Another thing, I am 99% sure he is straight. When he isnt suffering from his depression, our sex life is fulfilling for both of us, I catch him trying to sneakily check out other women, and he is a touchy-feely guy. So, I'm wondering if him telling me he is gay is another excuse, or if maybe his depression was caused maybe by him trying to cover it up. Is that even possible?


----------



## mbarks (May 18, 2009)

I forgot to add he is also sterile, which ads a great deal of stress to our "marriage" as I desperately want a child of my own with the man I love.


----------



## dcfl_notsure (May 8, 2009)

Wow!! What a situation. I know you really "love" this guy, but for him to go on spurts where he doesn't communicate with you at all is just unacceptable. He refuses to get a job and you work 2 jobs?? That's unacceptable as well! This person is obviously too irresponsible not only in the financial department, but as a "husband" as well. As much as it is going to be mentally tough for you to move on, I'm suggesting that you run in the opposite direction of this person. Take steps to live your life without him. Thank your lucky stars that you do not have to actually divorce this guy and you can just move on. I am in a predicament with my wife (see my posting) and I am "stuck" because I will have to go through a divorce rather than just being able to walk away.

If you need a "buddy" to talk to and vent, you can message me for support. This site also seems to be helpful to relate to others concerning marriage.

Good luck!

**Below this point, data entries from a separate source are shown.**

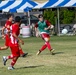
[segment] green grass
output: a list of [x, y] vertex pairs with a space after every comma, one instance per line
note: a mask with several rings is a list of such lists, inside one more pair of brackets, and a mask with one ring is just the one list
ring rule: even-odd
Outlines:
[[[36, 56], [38, 49], [44, 44], [41, 38], [30, 37], [23, 39], [26, 58], [20, 57], [15, 64], [15, 70], [7, 70], [11, 60], [3, 66], [2, 56], [9, 55], [10, 49], [0, 51], [0, 75], [76, 75], [76, 36], [52, 36], [51, 45], [55, 55], [50, 55], [48, 49]], [[4, 41], [0, 39], [0, 46]]]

My best to you.


----------



## Blanca (Jul 25, 2008)

Gay or not he's definitely taking you for a ride. why would you want to have kids with someone who is so unstable?


----------



## mbarks (May 18, 2009)

when he was on his depression meds, everything was better, but he thinks the meds were too addictive and now he wont touch anti-depressants. I fell in love with him when he was on them and I guess somewhere I'm hoping things will get better. As far as having children goes, I have always wanted children early and we used to talk so much about how wonderful having a family would be, but it seems that is becoming less and less possible


----------



## Deejo (May 20, 2008)

So where are you at? Vexed? Heartbroken? Pissed?

Don't contact him. Or better yet, congratulate him on his self-discovery. You already have a parent/child relationship with him - and his 'stunts' intentional or not, are unhealthy. If you continue to tolerate them, he will continue to offer them up. Odds are when you stop being available, or change the locks on the door at *your* house - his shenanigans will come to an end.


----------



## mbarks (May 18, 2009)

I am furiously heart brokenly relieved, if that makes any sense. Part of me despises him, the larger part, and the other part still feels empty without him. I did have the locks changed, but I had been needing to do that for a while, so the timing is good......


----------



## preso (May 1, 2009)

Blanca said:


> Gay or not he's definitely taking you for a ride. why would you want to have kids with someone who is so unstable?


I agree he's taking you for a ride.

be glad your not legally married to him. It'll be so much easier to get away from him since your not legally married.


----------